Solution: Let $P = \frac{(78.9)^{1/3}}{(0.56)^{1/2}}$ $\log P = \log (78.9)^{1/3} - \log (0.56)^{1/2}$ $\log P = \frac{1}{3} \log 78.9 - \frac{1}{2} \log 0.56$ Find $\log 78.9$: Characteristic: $2-1=1$.
Mantissa: Look up $78$ under $9$. $\log 78.9 = 1.8971$ Find $\log 0.56$: Characteristic: $-(0+1)=\bar{1}$.
Mantissa: Look up $56$ under $0$. $\log 0.56 = \bar{1}.7482$ Perform multiplication by powers: $\frac{1}{3} \log 78.9 = \frac{1}{3} \times 1.8971 = 0.6324$ (approx) $\frac{1}{2} \log 0.56 = \frac{1}{2} \times \bar{1}.7482$ Note for negative characteristic: Convert $\bar{1}.7482$ into a form easily divisible by 2. $\bar{1}.7482 = -1 + 0.7482 = (-2 + 1) + 0.7482 = -2 + 1.7482$.
Now divide by 2: $\frac{1}{2} (-2 + 1.7482) = -1 + 0.8741 = \bar{1}.8741$.

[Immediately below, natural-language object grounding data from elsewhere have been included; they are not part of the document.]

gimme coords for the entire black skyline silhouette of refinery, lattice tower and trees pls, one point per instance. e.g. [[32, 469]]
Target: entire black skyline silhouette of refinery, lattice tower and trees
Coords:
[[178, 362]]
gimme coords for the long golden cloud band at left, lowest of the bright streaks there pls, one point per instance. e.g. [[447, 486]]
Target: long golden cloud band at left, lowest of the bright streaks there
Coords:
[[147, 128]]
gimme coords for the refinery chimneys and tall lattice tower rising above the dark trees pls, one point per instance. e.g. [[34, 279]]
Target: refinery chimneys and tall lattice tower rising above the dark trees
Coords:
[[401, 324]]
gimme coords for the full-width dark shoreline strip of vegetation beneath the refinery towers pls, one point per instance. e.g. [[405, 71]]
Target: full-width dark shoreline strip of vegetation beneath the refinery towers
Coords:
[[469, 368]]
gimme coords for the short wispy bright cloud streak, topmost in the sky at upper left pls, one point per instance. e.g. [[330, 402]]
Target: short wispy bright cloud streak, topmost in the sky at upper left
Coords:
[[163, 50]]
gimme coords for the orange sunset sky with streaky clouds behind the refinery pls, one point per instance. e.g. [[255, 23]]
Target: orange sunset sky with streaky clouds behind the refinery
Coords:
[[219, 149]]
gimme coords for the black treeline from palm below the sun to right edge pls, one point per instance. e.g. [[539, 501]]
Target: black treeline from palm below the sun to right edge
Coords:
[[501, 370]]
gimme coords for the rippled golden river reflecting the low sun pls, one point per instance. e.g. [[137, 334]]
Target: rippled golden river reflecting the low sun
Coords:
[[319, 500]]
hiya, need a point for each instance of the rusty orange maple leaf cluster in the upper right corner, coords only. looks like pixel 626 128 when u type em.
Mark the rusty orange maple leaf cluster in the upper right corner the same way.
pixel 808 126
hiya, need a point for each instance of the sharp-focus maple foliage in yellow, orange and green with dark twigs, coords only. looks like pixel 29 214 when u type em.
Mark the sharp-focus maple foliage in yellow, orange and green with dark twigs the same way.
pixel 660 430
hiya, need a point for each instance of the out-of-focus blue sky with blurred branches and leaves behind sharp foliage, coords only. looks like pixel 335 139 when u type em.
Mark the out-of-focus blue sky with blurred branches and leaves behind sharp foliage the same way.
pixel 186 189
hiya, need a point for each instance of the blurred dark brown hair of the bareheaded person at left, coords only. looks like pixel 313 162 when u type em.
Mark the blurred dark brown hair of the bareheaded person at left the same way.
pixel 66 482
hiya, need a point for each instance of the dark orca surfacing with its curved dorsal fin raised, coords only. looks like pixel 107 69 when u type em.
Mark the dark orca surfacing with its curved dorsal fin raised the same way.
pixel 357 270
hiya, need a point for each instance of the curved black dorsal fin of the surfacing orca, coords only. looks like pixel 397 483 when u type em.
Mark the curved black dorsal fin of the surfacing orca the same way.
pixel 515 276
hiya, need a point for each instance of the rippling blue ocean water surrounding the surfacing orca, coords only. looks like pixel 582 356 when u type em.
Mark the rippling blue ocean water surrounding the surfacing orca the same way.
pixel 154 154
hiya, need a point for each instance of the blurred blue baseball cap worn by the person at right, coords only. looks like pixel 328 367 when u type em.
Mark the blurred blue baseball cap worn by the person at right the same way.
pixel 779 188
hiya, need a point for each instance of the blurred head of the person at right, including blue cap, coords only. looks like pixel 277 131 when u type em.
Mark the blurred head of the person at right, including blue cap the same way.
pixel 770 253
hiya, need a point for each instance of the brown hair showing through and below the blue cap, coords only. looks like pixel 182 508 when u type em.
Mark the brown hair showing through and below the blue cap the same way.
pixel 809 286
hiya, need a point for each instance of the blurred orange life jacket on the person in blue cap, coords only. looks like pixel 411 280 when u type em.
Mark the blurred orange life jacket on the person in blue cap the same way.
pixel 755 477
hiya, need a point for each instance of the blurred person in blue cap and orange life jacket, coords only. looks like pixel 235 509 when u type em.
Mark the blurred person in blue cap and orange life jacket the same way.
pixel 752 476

Subtract the logarithms: $\log P = 0.6324 - \bar{1}.8741$ $\log P = 0.6324 - (-1 + 0.8741)$ $\log P = 0.6324 + 1 - 0.8741$ $\log P = 1.6324 - 0.8741 = 0.7583$ Find antilog 0.7583: Mantissa: $0.7583$. Look up $75$ under $8$, difference $3$. Antilog of $0.7583 \approx 5.732$ (from table: 75 under 8 is 5728, mean diff for 3 is 4, so 5728+4=5732).

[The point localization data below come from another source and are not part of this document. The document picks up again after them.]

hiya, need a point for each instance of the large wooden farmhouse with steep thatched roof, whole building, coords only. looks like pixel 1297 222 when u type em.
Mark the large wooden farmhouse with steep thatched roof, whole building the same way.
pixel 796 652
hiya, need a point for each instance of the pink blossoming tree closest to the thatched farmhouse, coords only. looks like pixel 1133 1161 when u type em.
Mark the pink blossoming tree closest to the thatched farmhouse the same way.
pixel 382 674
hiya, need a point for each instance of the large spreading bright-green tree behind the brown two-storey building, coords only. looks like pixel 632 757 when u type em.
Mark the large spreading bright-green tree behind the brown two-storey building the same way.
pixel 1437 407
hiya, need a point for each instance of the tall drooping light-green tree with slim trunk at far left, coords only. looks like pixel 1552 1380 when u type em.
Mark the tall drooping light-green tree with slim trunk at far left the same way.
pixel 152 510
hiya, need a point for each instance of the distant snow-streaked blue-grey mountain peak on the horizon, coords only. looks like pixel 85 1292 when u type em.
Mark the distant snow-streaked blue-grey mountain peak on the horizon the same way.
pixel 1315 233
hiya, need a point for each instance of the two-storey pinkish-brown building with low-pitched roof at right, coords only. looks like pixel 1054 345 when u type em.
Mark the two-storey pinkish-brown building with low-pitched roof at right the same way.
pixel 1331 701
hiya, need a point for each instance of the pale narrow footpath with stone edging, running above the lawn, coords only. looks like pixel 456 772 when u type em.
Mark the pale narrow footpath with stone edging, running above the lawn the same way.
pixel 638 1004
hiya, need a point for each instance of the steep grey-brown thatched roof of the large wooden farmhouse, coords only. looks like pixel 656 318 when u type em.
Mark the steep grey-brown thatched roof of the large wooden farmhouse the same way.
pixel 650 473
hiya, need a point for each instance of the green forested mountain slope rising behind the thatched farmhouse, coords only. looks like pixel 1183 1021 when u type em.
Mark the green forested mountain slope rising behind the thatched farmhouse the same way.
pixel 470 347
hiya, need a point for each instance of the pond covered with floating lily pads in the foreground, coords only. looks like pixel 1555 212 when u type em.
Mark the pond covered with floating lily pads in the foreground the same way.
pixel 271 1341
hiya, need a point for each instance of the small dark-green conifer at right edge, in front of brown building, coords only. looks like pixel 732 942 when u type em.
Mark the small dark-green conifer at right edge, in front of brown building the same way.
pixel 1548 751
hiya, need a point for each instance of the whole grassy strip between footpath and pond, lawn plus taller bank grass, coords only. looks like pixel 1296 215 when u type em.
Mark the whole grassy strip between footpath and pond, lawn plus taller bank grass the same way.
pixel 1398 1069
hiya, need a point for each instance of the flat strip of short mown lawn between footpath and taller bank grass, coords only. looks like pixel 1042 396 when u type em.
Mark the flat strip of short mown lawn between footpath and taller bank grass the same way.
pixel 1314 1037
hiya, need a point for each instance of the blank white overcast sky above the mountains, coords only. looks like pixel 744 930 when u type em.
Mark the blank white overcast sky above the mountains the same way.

Characteristic: $0$. So, $0+1=1$ digit before the decimal. $P = 5.732$
Financial Calculations in Nigerian Businesses: Logarithms are extensively used in finance to calculate compound interest, growth rates of investments, and loan repayments over time. For example, a small business owner in Lagos might need to calculate the future value of an investment or the repayment schedule for a bank loan. Logarithms can simplify these exponential growth/decay calculations, especially when dealing with long periods or complex rates.

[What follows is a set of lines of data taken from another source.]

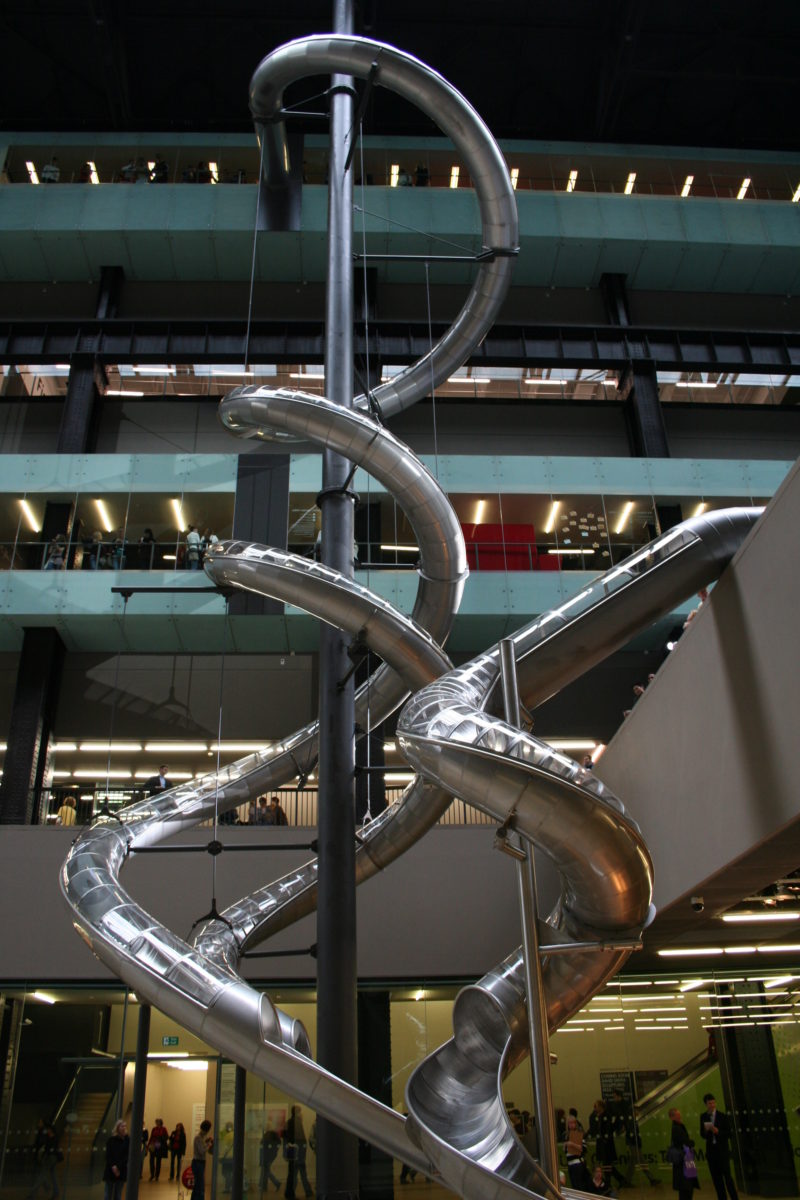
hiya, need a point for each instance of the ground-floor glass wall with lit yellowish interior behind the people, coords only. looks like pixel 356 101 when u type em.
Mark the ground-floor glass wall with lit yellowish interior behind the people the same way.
pixel 645 1046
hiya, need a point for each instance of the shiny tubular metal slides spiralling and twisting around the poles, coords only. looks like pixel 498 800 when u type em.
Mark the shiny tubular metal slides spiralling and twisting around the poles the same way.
pixel 449 731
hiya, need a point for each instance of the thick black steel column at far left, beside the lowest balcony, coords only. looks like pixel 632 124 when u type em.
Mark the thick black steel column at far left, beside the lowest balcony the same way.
pixel 39 679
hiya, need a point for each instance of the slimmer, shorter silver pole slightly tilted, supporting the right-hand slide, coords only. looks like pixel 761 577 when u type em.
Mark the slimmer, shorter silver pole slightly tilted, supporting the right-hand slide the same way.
pixel 540 1051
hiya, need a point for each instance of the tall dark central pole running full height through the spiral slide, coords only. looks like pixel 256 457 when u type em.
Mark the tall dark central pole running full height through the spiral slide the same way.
pixel 338 1165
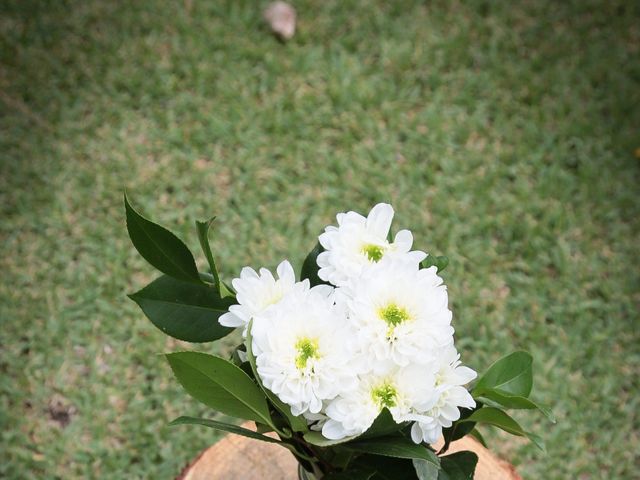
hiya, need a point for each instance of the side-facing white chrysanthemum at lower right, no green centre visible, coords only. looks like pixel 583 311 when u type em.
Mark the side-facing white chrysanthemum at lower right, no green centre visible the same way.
pixel 451 395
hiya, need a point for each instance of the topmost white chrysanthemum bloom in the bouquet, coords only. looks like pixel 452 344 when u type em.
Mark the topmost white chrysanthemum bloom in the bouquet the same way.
pixel 358 241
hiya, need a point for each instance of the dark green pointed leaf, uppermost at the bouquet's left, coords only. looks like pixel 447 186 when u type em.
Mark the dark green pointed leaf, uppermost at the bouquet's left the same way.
pixel 160 247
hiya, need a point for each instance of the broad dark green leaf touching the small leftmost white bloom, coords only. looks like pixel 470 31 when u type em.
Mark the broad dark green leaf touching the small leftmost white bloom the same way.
pixel 183 310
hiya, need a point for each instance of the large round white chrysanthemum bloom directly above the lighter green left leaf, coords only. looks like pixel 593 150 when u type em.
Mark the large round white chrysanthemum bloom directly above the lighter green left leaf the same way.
pixel 302 348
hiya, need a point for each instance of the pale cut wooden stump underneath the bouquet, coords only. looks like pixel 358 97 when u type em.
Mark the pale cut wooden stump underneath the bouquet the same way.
pixel 236 457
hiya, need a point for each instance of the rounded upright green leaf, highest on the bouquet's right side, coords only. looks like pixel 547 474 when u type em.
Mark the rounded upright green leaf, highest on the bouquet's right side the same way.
pixel 511 374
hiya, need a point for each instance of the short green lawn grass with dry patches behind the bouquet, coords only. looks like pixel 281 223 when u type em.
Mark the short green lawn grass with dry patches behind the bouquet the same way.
pixel 503 135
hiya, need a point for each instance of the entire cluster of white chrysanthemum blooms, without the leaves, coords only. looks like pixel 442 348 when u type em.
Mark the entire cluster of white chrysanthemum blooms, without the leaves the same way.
pixel 382 338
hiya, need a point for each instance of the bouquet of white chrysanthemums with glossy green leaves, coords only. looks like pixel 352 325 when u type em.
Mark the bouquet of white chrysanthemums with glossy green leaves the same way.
pixel 352 367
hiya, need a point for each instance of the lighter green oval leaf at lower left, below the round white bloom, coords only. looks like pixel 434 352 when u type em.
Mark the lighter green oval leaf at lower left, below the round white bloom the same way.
pixel 220 385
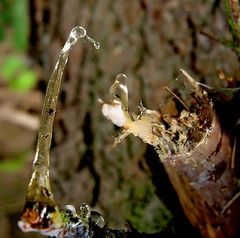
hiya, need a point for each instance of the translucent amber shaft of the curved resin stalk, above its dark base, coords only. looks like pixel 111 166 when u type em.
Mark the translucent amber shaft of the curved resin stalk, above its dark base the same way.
pixel 40 176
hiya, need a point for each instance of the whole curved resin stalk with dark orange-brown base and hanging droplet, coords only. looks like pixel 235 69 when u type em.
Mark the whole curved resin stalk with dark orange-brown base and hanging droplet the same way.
pixel 41 212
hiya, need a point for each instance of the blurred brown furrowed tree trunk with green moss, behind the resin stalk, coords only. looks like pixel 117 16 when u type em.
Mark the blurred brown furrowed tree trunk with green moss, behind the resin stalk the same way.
pixel 147 41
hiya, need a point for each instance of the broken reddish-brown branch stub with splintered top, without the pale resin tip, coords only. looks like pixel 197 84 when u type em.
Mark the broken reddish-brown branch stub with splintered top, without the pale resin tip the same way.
pixel 196 154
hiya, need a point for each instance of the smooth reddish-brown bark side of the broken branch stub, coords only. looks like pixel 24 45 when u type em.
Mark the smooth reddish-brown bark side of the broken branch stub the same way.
pixel 206 181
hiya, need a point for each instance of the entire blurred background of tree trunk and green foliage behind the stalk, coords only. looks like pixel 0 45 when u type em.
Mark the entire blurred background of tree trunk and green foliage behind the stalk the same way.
pixel 147 40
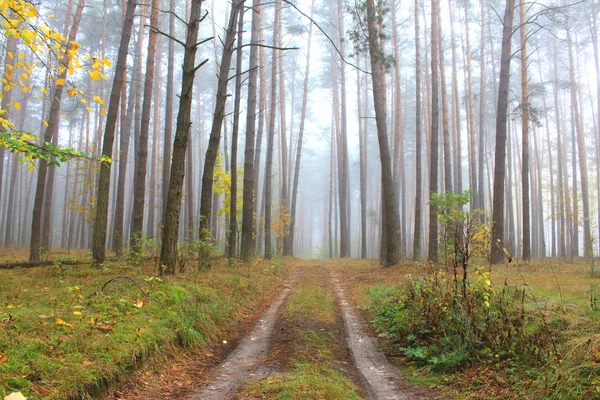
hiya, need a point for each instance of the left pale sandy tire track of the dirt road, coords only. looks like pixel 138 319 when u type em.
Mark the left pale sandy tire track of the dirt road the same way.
pixel 243 363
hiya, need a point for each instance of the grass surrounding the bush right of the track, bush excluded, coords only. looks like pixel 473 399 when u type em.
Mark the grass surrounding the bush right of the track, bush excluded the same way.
pixel 560 307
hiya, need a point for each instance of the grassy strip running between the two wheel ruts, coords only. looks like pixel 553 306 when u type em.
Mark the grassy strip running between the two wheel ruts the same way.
pixel 313 375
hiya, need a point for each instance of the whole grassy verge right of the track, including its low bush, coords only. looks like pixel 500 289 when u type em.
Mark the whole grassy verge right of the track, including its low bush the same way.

Example: Calculating how many years it would take for a sum of money invested in a Nigerian bank to double at a given annual interest rate.
Formula for compound interest: $A = P(1 + r/n)^{nt}$. Taking logs can help solve for $t$ (time). Scientific Measurements and Environmental Studies: In Nigeria, particularly in environmental agencies or academic research, logarithms are crucial for measuring quantities that vary over a wide range. pH Scale: Used in agriculture and water quality monitoring to measure acidity or alkalinity. For instance, soil pH is vital for crop yield in different Nigerian regions. pH is defined as $-\log_{10}[H^+]$, where $[H^+]$ is the hydrogen ion concentration.
Sound Intensity (Decibels): Used in urban planning and noise pollution control (e.g., around major markets like Onitsha Main Market or transportation hubs). Decibel level is $10 \log_{10}(I/I_0)$, where $I$ is sound intensity.
Earthquake Magnitude (Richter Scale): Used by geologists to measure the energy released by earthquakes, relevant in regions with seismic activity. The Richter scale is logarithmic, comparing the amplitude of seismic waves.
Population Dynamics and Epidemiology: Logarithms can model population growth in Nigerian cities or the spread of diseases (epidemiology). Understanding logarithmic growth helps demographers and public health officials predict future trends and plan interventions. For instance, modeling the growth of Abuja's population or the spread of an infectious disease like cholera in a particular community.